# Cost of radioactive iodine ablation



## tmango

I underwent a radioactive iodine ablation for a non toxic, multinodular goiter in October. Per my doctor's recommendation, I called the hospital to see how much the pill would be. They looked it up and and it should be around 134.00 for the pill (of course there would be a radiologist fee as well). I made the decision to move forward and have it done at that time, since it would not be anywhere close to meeting my insurance deductible, so no sense waiting for January. Well, I get my bill and "the pill" was $4,027.75. This does not include the 600.00 the hospital charged for me to sit in the chair while taking it for 10 minutes or the radiologist bill of 269.00 for handing it to me. Please tell me that this is an error and it does not really costs this much. I called the hospital, when they faxed me an itemized statement it said 134.75 per unit and that I had 30 units. Not sure what a unit is...but the nurse that audited my concerns said the bill was correct. PLEASE HELP!


----------



## Andros

tmango said:


> I underwent a radioactive iodine ablation for a non toxic, multinodular goiter in October. Per my doctor's recommendation, I called the hospital to see how much the pill would be. They looked it up and and it should be around 134.00 for the pill (of course there would be a radiologist fee as well). I made the decision to move forward and have it done at that time, since it would not be anywhere close to meeting my insurance deductible, so no sense waiting for January. Well, I get my bill and "the pill" was $4,027.75. This does not include the 600.00 the hospital charged for me to sit in the chair while taking it for 10 minutes or the radiologist bill of 269.00 for handing it to me. Please tell me that this is an error and it does not really costs this much. I called the hospital, when they faxed me an itemized statement it said 134.75 per unit and that I had 30 units. Not sure what a unit is...but the nurse that audited my concerns said the bill was correct. PLEASE HELP!

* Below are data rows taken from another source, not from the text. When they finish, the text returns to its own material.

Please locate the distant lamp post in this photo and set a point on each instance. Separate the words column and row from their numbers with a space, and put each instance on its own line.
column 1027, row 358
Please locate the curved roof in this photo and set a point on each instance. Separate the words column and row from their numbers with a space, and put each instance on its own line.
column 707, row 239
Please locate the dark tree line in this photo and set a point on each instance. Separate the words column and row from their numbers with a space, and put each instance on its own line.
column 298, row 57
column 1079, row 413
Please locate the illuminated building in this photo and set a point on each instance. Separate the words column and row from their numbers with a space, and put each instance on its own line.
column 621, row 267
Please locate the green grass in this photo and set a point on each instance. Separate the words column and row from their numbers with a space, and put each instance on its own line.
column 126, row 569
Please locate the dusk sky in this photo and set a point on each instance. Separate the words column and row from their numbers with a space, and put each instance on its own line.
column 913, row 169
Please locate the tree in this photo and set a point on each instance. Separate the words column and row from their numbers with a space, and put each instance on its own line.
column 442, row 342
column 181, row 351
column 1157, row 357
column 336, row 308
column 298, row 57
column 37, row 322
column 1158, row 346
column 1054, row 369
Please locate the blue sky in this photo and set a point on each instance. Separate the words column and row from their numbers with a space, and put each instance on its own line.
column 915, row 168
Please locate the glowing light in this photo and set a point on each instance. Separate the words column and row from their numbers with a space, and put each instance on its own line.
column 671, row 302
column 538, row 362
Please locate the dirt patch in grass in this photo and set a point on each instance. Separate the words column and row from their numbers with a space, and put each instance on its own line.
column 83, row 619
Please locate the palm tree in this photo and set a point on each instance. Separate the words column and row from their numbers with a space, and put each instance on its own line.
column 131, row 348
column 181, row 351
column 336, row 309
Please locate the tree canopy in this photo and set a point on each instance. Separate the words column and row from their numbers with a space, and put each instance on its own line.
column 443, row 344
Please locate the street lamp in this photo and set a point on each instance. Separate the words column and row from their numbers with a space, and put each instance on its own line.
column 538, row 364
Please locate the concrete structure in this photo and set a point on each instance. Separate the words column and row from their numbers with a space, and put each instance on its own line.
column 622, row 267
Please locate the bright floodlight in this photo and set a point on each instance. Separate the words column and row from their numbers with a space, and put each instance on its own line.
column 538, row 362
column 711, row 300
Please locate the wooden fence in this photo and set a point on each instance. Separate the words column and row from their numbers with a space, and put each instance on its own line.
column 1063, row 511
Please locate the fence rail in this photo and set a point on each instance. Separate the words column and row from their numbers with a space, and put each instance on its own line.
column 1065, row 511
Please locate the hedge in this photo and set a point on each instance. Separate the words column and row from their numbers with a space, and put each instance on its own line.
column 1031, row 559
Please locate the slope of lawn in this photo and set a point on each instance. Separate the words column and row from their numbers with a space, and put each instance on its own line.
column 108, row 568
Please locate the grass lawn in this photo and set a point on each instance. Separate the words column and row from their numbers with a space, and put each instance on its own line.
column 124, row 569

Oh, yes...............that sounds exhorbitant but about right. When I had mine in the 1990's, it was a couple of thousand then.

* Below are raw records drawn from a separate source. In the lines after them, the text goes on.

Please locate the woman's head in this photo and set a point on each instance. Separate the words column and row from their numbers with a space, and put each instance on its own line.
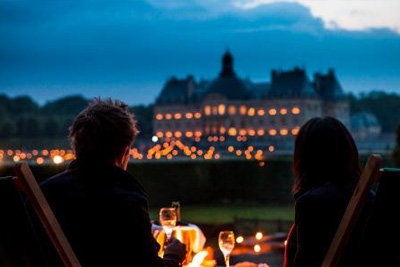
column 325, row 152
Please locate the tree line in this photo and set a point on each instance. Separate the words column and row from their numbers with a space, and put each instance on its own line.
column 22, row 117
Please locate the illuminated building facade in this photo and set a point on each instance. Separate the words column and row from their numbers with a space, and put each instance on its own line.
column 230, row 108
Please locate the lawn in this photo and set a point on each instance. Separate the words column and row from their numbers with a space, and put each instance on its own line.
column 221, row 214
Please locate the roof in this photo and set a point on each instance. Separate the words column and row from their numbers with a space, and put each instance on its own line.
column 292, row 83
column 328, row 87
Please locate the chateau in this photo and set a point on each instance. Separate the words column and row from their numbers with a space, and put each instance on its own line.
column 231, row 108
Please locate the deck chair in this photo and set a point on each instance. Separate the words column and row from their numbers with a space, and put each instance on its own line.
column 19, row 243
column 380, row 229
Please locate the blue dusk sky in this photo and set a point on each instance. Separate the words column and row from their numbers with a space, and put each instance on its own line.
column 127, row 49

Talk to your insurance company and by all means talk to the hospital billing department "in person" and negotiate this down.

It's a sin, isn't it? I am so sorry this happened to you.

How are you feeling otherwise? Are you on thyroxine replacement now?


----------



## Glitter

I just received an EOB from my insurance last week and the cost for mine was $3793.00! I was very lucky that the ins paid all but the $35 co-pay! Mine was on the 26th of January this year. It is insane that a procedure that seems so short and simple could cost so much!


----------



## Andros

Glitter said:


> I just received an EOB from my insurance last week and the cost for mine was $3793.00! I was very lucky that the ins paid all but the $35 co-pay! Mine was on the 26th of January this year. It is insane that a procedure that seems so short and simple could cost so much!


Holy cats!!! Aaaaaaaaaaaaaaaaaaaaaargh!! I fainted!


----------



## jasp25

Hello,

This is my first post here in the forum.. my sister has hyperthyroidism and her endocrinologist recommend RAI Ablation procedure... so based on what I read here.. without insurance, it's gonna cost around $4,000 in the US??


----------



## Andros

jasp25 said:


> Hello,
> 
> This is my first post here in the forum.. my sister has hyperthyroidism and her endocrinologist recommend RAI Ablation procedure... so based on what I read here.. without insurance, it's gonna cost around $4,000 in the US??


Go talk to finance at the hospital or radiology group where this is to be done. Also, compare the cost of surgery. She may be better off with the surgery anyway.

I had to have RAI 3 times. It was a mess. I wish I was given the choice of surgery.

Please let us all know and I am sure others will comment.


----------



## madimom

I had RAI in February. The EOB from my insurance copy said the hospital billed them $6900. I think the cost depends on the dose.


----------



## hillaryedrn

OMG that is incredible!!!


----------



## Lovlkn

It will also depend on what type of hospital - if a private hospital the charges will be much higher than a public/county hospital.


----------



## PAM D

I just received a copy of what my insurance was charged for my RAI and it was $38,000....This is highway robbery!

My does was 150mci.


----------



## Andros

PAM D said:


> I just received a copy of what my insurance was charged for my RAI and it was $38,000....This is highway robbery!
> 
> My does was 150mci.


Huh??? This is a mistake, right??? Please double check. I am still sitting on the floor here.


----------



## PAM D

I gave a copy of what I received in the mail to the person in our company who handles the health insurance claims and she doubled checked and says it was correct.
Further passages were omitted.